The Expedition of Humphry Clinker

Apologies to all who actually enjoy this novel. I am not a fan, and in being of such a low opinion of Mr. Smollet's so-called "finest work", this may seem harsh.

First off, if you'll notice by my previous posts, I can easily read a novel in a very short amount of time, if it appeals to me. It's nothing against the picaresque* genre (if you're not sure what a picaresque novel is, it's basically a long narrative, think The Pickwick Papers, The Adventures of Oliver Twist, The Old Curiosity Shop...) I adore Dickens' picaresque novels, but Smollet's style of writing was mind-numbing at best. Which is odd since Smollett influenced Dickens greatly.

Now, considering the fact that this is 240 years after Mr. Smollet's 'Expedition of Humphry Clinker' you'd think I'd be less shocked at the contents of this novel. Not so. At times I was nauseous by the imagery, and uncomfortable with the unabashed nature of some of the occurrences within the story.
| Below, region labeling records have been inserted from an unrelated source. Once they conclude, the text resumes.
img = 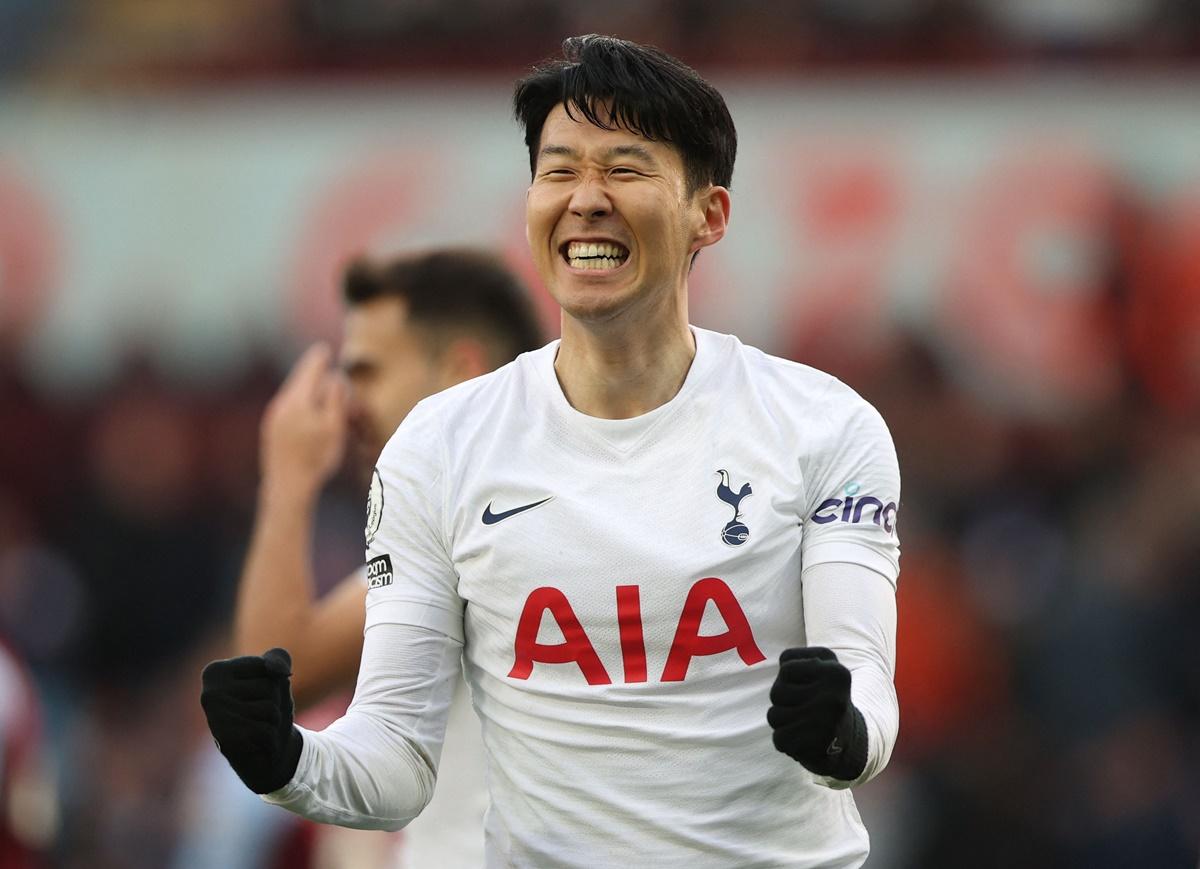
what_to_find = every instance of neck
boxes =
[554,300,696,419]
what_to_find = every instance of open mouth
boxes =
[560,241,629,271]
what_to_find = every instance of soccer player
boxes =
[234,248,541,869]
[202,36,900,867]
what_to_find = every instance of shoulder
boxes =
[710,332,882,430]
[379,344,554,465]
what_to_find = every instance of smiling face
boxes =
[526,104,730,330]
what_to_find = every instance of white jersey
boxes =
[367,328,900,868]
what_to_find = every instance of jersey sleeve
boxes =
[366,404,463,643]
[802,391,900,586]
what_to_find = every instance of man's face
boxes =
[341,296,450,472]
[526,104,727,322]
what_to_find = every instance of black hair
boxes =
[512,35,738,193]
[342,247,542,365]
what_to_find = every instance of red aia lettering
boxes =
[661,576,767,682]
[617,586,646,682]
[509,586,612,685]
[509,576,767,685]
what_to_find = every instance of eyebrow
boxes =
[538,145,658,166]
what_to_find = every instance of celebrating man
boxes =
[202,36,900,867]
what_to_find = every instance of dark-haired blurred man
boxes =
[203,36,900,868]
[234,248,541,869]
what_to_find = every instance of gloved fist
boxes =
[200,648,304,793]
[767,646,866,781]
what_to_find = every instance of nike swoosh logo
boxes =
[484,495,554,525]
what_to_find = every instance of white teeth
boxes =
[566,241,629,260]
[568,257,622,271]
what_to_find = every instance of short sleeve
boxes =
[802,391,900,586]
[366,406,463,643]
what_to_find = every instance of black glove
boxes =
[767,646,866,781]
[200,648,304,793]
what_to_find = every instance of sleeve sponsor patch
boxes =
[366,468,383,546]
[367,555,391,589]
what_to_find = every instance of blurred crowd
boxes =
[7,0,1200,84]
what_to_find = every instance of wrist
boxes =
[826,703,868,781]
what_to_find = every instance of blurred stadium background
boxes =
[0,0,1200,869]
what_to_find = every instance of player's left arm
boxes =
[768,383,900,787]
[767,563,900,787]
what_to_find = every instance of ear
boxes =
[526,184,533,250]
[691,185,731,253]
[437,336,492,389]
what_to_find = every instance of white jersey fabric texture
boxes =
[268,328,900,867]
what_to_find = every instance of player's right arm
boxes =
[234,344,366,708]
[203,398,463,829]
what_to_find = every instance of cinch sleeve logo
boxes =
[811,483,898,534]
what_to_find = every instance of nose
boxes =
[570,175,612,220]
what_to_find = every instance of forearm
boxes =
[264,624,461,829]
[234,480,317,652]
[803,563,900,787]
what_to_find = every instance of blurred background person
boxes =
[0,0,1200,869]
[234,248,541,869]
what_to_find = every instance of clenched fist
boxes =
[767,646,866,781]
[200,648,304,793]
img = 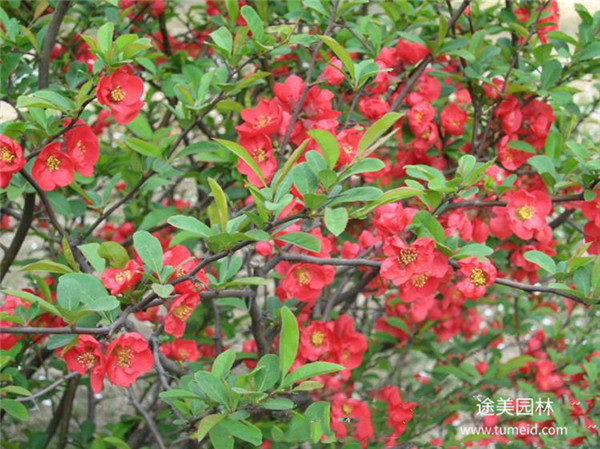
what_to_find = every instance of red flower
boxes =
[62,335,106,393]
[396,39,429,65]
[237,134,277,187]
[65,120,100,176]
[163,245,208,293]
[300,321,337,362]
[381,237,448,288]
[159,340,200,362]
[165,293,200,338]
[0,134,25,189]
[322,58,344,86]
[31,142,74,190]
[106,332,154,388]
[440,103,467,136]
[331,393,374,442]
[236,100,281,137]
[377,386,417,437]
[506,190,552,240]
[280,263,335,304]
[406,101,435,135]
[96,66,144,124]
[102,260,143,295]
[457,257,498,299]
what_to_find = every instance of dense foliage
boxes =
[0,0,600,449]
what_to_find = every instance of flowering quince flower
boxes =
[457,257,498,299]
[490,190,552,240]
[237,134,277,187]
[300,321,337,362]
[331,393,374,444]
[163,245,208,293]
[164,293,200,338]
[0,134,25,189]
[62,335,106,393]
[102,260,143,295]
[381,236,449,290]
[106,332,154,388]
[96,66,144,125]
[31,142,75,190]
[235,100,281,137]
[321,58,344,86]
[159,340,200,362]
[279,263,335,306]
[65,120,100,177]
[376,386,418,437]
[396,39,429,65]
[406,101,435,135]
[336,128,364,165]
[440,103,467,136]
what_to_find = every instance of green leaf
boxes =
[133,231,163,274]
[412,210,446,244]
[125,137,162,158]
[212,348,235,379]
[242,5,265,42]
[97,22,115,53]
[0,290,62,317]
[20,260,73,274]
[98,242,129,268]
[215,139,267,186]
[523,251,556,274]
[452,243,494,260]
[0,398,29,421]
[282,362,345,387]
[319,36,356,83]
[196,412,227,441]
[279,306,299,382]
[253,354,281,392]
[357,112,402,156]
[308,129,340,168]
[274,232,321,253]
[210,27,233,56]
[541,59,562,89]
[222,418,262,447]
[208,178,229,231]
[325,207,348,237]
[167,215,212,237]
[194,371,227,405]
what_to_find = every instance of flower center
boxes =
[173,306,192,320]
[310,331,325,348]
[294,268,310,285]
[253,148,267,162]
[469,268,487,287]
[115,270,131,282]
[77,352,96,368]
[254,115,271,129]
[46,156,61,171]
[116,346,133,368]
[0,147,15,165]
[410,273,429,288]
[398,248,419,268]
[108,85,125,103]
[516,206,535,221]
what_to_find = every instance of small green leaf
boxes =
[308,129,340,168]
[279,306,299,382]
[325,207,348,237]
[523,251,556,274]
[215,139,267,186]
[275,232,321,253]
[133,231,163,273]
[357,112,402,156]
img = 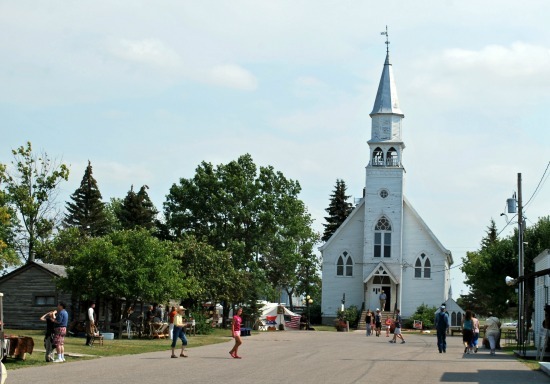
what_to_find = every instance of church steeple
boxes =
[368,27,405,168]
[370,52,405,117]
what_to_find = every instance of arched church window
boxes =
[414,258,422,279]
[386,147,399,167]
[346,257,353,276]
[374,216,391,257]
[372,147,384,166]
[336,252,353,276]
[414,253,432,279]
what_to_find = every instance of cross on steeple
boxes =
[380,25,390,55]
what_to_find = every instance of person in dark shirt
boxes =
[40,310,57,363]
[53,301,69,363]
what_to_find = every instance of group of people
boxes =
[40,301,248,363]
[365,308,405,344]
[434,305,500,355]
[40,301,69,363]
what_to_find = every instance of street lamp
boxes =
[304,295,313,331]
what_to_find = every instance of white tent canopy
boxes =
[260,303,300,330]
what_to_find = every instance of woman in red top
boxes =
[229,308,243,359]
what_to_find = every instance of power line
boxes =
[523,161,550,212]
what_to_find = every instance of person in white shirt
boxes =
[86,301,96,347]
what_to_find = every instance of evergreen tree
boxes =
[63,161,109,236]
[481,219,498,249]
[116,185,158,229]
[321,179,353,241]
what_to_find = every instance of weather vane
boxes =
[380,25,390,54]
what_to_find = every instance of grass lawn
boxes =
[4,328,231,370]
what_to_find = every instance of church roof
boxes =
[370,53,405,117]
[403,196,453,265]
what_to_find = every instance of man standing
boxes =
[374,308,382,337]
[390,309,405,344]
[378,291,386,311]
[434,305,449,353]
[485,312,500,355]
[53,301,69,363]
[86,301,96,347]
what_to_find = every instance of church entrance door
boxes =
[368,284,391,311]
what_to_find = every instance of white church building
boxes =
[319,48,453,324]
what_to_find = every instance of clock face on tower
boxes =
[380,117,391,140]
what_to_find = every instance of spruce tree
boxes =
[321,179,353,241]
[117,185,158,229]
[64,161,109,236]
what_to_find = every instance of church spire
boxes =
[370,26,404,117]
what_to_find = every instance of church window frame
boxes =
[386,147,399,167]
[372,147,384,167]
[414,252,432,279]
[336,251,354,277]
[373,216,392,259]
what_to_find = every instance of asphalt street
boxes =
[6,331,550,384]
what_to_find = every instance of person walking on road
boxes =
[485,312,500,355]
[434,305,449,353]
[462,310,474,354]
[378,291,386,311]
[86,301,96,347]
[365,309,372,336]
[170,305,187,359]
[374,308,382,337]
[53,301,69,363]
[472,313,479,353]
[390,309,405,344]
[229,308,243,359]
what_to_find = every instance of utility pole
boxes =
[518,173,526,355]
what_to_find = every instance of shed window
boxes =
[34,295,55,306]
[336,252,353,276]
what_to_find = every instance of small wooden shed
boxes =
[0,261,71,329]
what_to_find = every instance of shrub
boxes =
[336,305,360,328]
[410,304,437,329]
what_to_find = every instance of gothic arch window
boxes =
[372,147,384,166]
[414,253,432,279]
[374,216,391,257]
[386,147,399,167]
[336,251,353,277]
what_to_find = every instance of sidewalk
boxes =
[7,331,549,384]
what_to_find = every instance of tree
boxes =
[0,184,20,268]
[175,236,247,304]
[164,154,320,318]
[117,185,158,229]
[321,179,353,241]
[461,216,550,316]
[64,161,109,236]
[0,142,69,261]
[60,229,183,303]
[36,227,89,265]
In order to make sense of some of my problems with the novel, I'll present them in list form. I'll try to keep it brief.

1. Certain parts in the book reminded me of that icky 11 year old boy humor. You know, potty jokes, spitting, nudity etc.
2. The letters from the women ranged from the vapid schoolgirl to the completely unschooled moronic utterings of an air-headed servant (not to mention the fact that they were often riddled with such illiteracy that it was difficult to make sense of what was being conveyed). I wanted so badly to skip any section written by the stupid females, but to do justice to my goal, I read on.
3. Not to be outdone, the letters written by the male characters were pompous and full of the most infernal pretentious style.
4. Stories written by one character were then reiterated by another... sometimes a stupid insignificant event was recounted several times in a row. Talk about beating a dead horse.
5. Humphry isn't even introduced until well into this novel. He's a character impossible to relate to because you never read his own words. It's like you get to know everyone except for the novel's namesake.

I need some mental stimulation after this vacuous novel. If you feel the need for a few hundred pages of torturous ramblings, don't buy it, I'll give you my copy, I'd rather not own it anymore.